La lluvia y la oleada de fiestas mermó la asistencia en el primer día de la feria
11 ago 2014 . Actualizado a las 07:00 h.Los pendellos de Agolada recuperaron ayer la gloria de finales del siglo XVIII. Entonces, las estructuras de piedra albergaban los puestos de venta de una feria de renombre que fue el germen del propio núcleo agolense. Ayer, aquellos stands históricos volvieron a llenarse para ofrecer artesanía de todo tipo.
La lluvia y la oleada de fiestas patronales en toda la comarca mermaron la asistencia de expositores y de público en el primer día de la Mostra de Artesanía. De los más de cuarenta artesanos que reservaron espacio en la feria asistieron algo más de la mitad. Sin embargo, la oferta fue tentadora igualmente, con puestos de cestería, tejidos, marroquinería, licores, repostería tradicional o instrumentos musicales. Algunos vendedores se vistieron a la antigua usanza y contribuyeron a dar ambientación a la feria, animada con un cóctel ecléctico de zumba y música tradicional.

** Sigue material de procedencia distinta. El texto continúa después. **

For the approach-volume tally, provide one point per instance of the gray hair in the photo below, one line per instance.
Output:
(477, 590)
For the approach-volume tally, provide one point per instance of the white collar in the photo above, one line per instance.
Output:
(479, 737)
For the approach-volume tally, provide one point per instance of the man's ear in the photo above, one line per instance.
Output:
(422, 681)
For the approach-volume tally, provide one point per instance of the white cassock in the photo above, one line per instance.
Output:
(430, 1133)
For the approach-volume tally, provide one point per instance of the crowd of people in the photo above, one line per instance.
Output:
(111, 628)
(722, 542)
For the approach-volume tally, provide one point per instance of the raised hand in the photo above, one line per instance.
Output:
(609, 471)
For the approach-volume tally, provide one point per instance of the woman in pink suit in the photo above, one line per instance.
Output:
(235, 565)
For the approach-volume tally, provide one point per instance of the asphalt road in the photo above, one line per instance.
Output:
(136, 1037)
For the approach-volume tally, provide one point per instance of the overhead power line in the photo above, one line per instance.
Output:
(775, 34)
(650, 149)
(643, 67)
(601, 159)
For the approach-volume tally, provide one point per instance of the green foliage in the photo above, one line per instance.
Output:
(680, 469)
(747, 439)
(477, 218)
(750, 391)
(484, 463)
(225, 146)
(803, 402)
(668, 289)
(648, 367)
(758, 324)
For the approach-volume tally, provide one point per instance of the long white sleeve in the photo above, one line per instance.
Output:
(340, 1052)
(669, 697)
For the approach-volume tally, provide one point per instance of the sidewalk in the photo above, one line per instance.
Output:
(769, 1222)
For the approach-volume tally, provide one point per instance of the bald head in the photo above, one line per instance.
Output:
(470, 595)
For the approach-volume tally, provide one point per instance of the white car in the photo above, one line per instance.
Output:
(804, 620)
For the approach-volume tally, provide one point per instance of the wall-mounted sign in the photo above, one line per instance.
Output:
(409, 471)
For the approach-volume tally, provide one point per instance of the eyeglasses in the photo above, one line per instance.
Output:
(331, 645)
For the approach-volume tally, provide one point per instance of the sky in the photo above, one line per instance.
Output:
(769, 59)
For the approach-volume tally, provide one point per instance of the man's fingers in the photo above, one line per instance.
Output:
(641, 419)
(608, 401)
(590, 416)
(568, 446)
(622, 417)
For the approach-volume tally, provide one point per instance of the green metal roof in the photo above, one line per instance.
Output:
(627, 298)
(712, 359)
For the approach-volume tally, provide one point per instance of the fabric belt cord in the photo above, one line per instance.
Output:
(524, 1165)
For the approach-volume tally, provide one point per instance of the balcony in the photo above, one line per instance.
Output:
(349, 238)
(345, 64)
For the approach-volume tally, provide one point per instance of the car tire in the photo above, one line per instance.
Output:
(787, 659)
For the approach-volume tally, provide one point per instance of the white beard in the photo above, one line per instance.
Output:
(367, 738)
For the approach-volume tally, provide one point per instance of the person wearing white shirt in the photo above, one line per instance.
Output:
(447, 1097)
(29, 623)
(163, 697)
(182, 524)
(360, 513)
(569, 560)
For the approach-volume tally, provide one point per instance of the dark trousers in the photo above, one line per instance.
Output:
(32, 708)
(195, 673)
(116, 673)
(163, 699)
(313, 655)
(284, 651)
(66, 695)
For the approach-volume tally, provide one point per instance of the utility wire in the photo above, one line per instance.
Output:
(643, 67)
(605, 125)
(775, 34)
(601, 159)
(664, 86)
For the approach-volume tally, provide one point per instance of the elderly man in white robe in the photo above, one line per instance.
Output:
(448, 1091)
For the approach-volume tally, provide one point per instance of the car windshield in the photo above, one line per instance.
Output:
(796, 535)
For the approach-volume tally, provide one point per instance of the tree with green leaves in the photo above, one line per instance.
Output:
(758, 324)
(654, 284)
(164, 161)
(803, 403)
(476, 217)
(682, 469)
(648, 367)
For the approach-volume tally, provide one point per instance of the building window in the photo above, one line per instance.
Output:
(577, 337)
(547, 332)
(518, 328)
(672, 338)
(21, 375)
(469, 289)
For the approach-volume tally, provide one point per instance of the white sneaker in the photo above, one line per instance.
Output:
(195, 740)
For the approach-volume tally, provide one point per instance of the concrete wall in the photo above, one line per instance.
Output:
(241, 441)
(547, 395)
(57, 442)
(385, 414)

En el apartado artístico, la Asociación de Amas de Casa Témporas inauguró su exposición de pintura en uno de los locales de los pendellos, mientras que los artistas Germán Vilariño y Eduardo Meijomence compartieron sala en la Casa Museo. La apertura de la muestra pictórica de Santiago Tato Vidal, en la Capela das Virtudes, se pospuso hasta esta tarde a las 20.00 horas.
La Mostra de Artesanía está organizada por el Concello, que cada año se vuelca en el evento como gancho para animar al público a conocer el antiguo recinto ferial de los pendellos. La animadora sociocultural del Concello y programadora del evento, Inma Galego, se mostró ayer por la tarde relativamente satisfecha con el arranque de la feria, teniendo en cuenta los inconvenientes. No obstante, advirtió que los días grandes de la Mostra serán hoy y mañana, para los que además se espera una mejoría del tiempo.